The area known as Millcreek was secured by Sylvester James, Samuel Chambers, and Sylvester Perkins. The Chambers’ family is known as one of the first farming families in Utah after purchasing land in Millcreek in 1875.
They were essential farmers that produced food for the community. The Chambers’ farm grew “many necessities for the family’s survival” said Mayor Silvestrini, including “chickens, eggs, peas, wheat, corn, cabbage, pork, butter, and molasses.”
A brief history of Utah’s Black pioneers in Millcreek
In July of 1847, three enslaved Black men, Green Flake, Oscar Crosby, and Hark Lay, were accompanied by their enslavers in their travels to what is now known as the Salt Lake Valley with Latter-day Saint, Orson Pratt.

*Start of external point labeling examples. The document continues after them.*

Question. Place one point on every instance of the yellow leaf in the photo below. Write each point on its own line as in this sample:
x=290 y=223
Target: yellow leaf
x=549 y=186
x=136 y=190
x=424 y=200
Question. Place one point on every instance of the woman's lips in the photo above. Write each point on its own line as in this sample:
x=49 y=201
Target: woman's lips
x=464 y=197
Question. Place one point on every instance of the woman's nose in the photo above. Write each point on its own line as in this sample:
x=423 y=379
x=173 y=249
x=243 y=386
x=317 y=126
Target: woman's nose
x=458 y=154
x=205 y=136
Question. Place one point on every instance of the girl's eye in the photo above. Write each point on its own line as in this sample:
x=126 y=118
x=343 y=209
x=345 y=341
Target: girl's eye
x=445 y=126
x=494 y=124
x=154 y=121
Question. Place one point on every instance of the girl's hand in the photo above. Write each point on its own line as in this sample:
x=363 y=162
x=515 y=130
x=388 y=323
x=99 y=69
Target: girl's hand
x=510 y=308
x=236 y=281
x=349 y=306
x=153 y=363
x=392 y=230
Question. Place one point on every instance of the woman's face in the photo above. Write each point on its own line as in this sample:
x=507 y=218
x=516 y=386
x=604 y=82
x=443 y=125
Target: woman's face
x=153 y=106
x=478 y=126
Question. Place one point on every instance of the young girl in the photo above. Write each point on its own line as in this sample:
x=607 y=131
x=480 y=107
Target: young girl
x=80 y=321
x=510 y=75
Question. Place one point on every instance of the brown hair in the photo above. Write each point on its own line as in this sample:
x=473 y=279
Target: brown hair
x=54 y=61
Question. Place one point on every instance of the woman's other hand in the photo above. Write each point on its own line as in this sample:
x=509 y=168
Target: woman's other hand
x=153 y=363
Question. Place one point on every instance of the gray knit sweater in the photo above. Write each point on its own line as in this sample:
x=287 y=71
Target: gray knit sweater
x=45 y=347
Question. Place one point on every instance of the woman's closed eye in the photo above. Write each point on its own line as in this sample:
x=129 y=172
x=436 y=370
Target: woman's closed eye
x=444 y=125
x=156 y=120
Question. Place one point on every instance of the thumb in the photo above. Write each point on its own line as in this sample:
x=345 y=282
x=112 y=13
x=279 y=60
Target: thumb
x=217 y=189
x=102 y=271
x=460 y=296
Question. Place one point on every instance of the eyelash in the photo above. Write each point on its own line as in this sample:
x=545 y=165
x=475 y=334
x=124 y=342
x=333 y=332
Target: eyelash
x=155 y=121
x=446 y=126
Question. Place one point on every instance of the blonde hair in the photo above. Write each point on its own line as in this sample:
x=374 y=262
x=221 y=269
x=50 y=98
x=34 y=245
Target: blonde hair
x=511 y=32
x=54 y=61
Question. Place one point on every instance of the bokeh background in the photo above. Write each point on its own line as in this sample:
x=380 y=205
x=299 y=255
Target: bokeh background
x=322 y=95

Black pioneers played an integral role in the development of Utah. Freed enslaved Black pioneers acquired land in the Cottonwood and Fort Union areas. They nurtured valued acres of agriculture, built homes, and raised families–creating sustainable Black livelihood in Millcreek.
Utah was a slave state until 1862 when Congress prohibited slavery in the United States by the Emancipation Proclamation.
As of 2020, 62,0732 people reside in Millcreek. Around 1.94% of the population identifies as Black or African-American. Approxemently 88.13% of Millcreek’s residents identify as white.